I have realized today that no matter what decisions are made someone will be hurt by them.
I talked to my dad today and explained the way the orders were given, lets just say it didn't go so well.
Here's the rest of the story (for those of you who have not yet heard it)
Frank went to go see the monitor (this is the guy who decides when & where you are going in the USMC) last Monday- just to sit down & talk face to face- and the monitor said to my husband.."you're moving". My husband began to explain why we could not, but the monitor doesn't care, he is just there with a job to do. He offered him camp LeJeune and Frank said he couldn't, the monitor then offered him Camp Pendelton. Oceanside.

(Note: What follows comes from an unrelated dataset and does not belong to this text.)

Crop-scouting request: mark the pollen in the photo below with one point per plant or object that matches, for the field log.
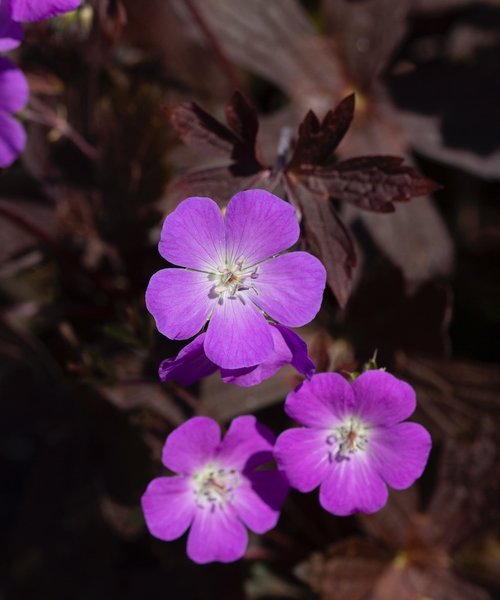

I know Frank was thinking this was closer, he could come home on weekends.... but as we are slowly learning that is probably not the case. not at all.
The cost of living down in Oceanside is such that we might be lucky to have him come home once a month. All the while leaving us in this desert cabin - alone- with all the dangers of the desert and him over 3 hours away.

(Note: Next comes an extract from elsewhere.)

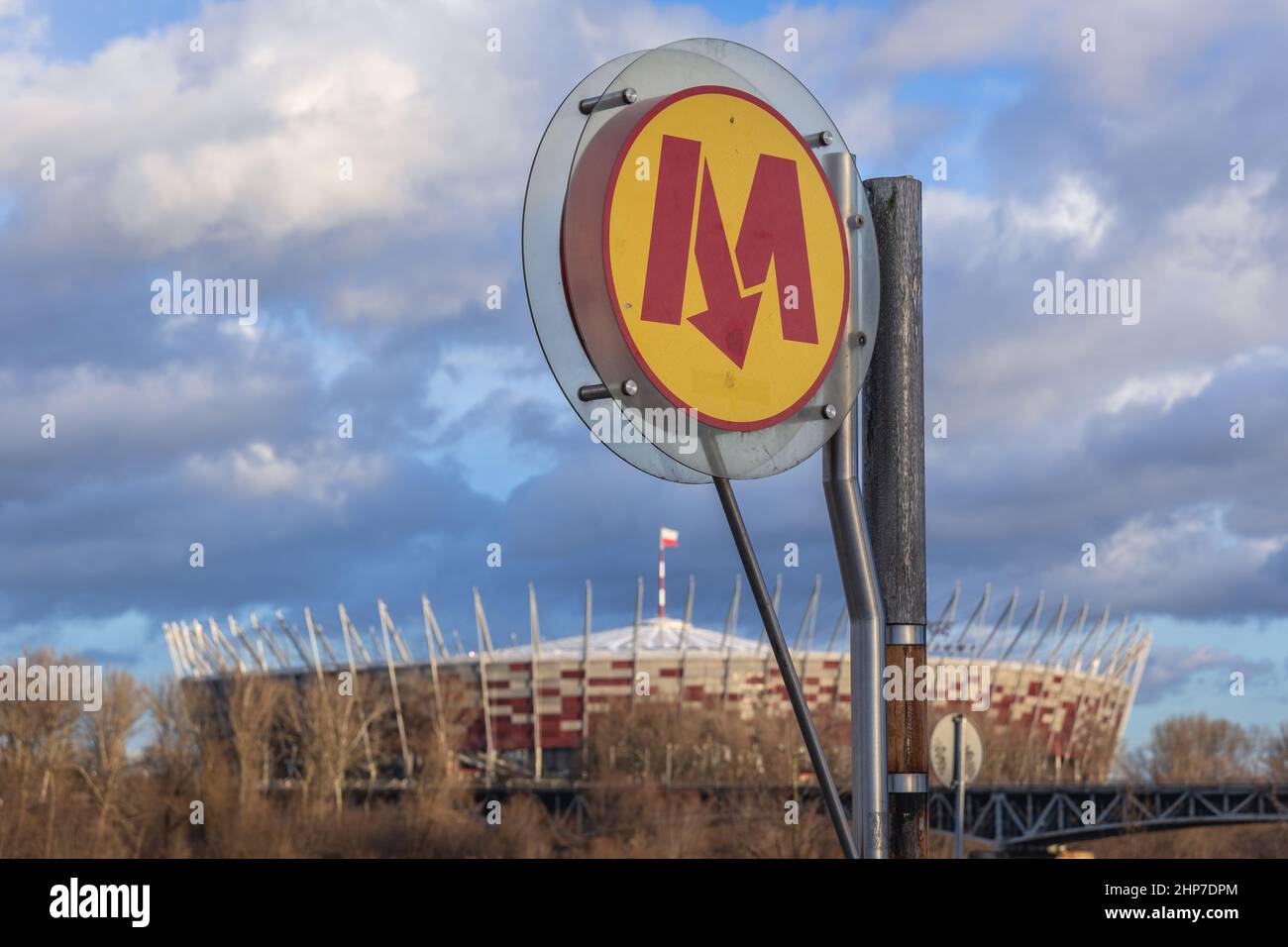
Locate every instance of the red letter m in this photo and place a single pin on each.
(773, 230)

Some of you have asked if we could rent out the house. Let me explain the mistakes we make just about 3 years ago. We bought a desert cabin, certainly a fixer upper. We have not been doing as much fixer-uppering as we would have liked because well things have gone wrong with this house (like it needed a completely new septic system to the tune of $9000 2 yrs ago) as well as many others. At the time the house was purchased (a now regretted decision) the housing market in CA was at a high prime. Which basically means we bought it for far more than it is actually worth today. In fact, it's depreciation is probably around $100,000. So can we rent it out? Certainly not for it's monthly mortgage payment- and without eating the cost there are few choices.

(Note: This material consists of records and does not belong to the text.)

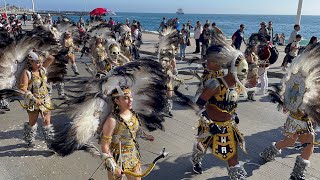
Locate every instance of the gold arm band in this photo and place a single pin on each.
(106, 139)
(23, 86)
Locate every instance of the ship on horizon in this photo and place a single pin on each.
(180, 11)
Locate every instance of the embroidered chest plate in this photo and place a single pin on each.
(295, 89)
(224, 144)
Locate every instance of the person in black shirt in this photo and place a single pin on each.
(238, 37)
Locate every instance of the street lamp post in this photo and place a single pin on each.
(298, 17)
(5, 9)
(33, 5)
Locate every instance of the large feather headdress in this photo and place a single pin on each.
(301, 85)
(221, 53)
(168, 43)
(90, 109)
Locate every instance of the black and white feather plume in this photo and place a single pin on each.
(13, 56)
(301, 85)
(92, 106)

As far as making the right choices. Neither Frank or I know what those are yet, and even when we do make choices we are hoping they are not choices we regret later. As of right now I am beginning to look for homes for all of the animals- well, almost all. For you that think he will hold onto this house for the horses. You are wrong. We will cry and have our hearts ripped out once again because we made the wrong choices...yet again.
I am ranging from a flurry of emotions. All our family is back on the east coast. we have parents that are not getting any younger and children that haven't even met family members. To say that I don't wish he had chosen differently for many reasons would be a lie, and yet we will remain on the west...for how long? I don't know. Sometimes I am angry or bitter (which I know is wrong) other times I completely understand the decision he made and for what reasons, and still other times I am afraid of running this ranch alone, having things break and not being able to afford to fix them, and not being able to see my husband even though he will only be a few hours away. It's almost more frustrating he will be here so close...and I will not be able to see him.
So if you know of anyone in need of a horse send them my way. I am broken and do not have any answers. I feel very alone in this process. Please pray that the Lord would lead, guide, and direct our paths. That we would do His will not our own, and that somehow, once again we are refined by the fire.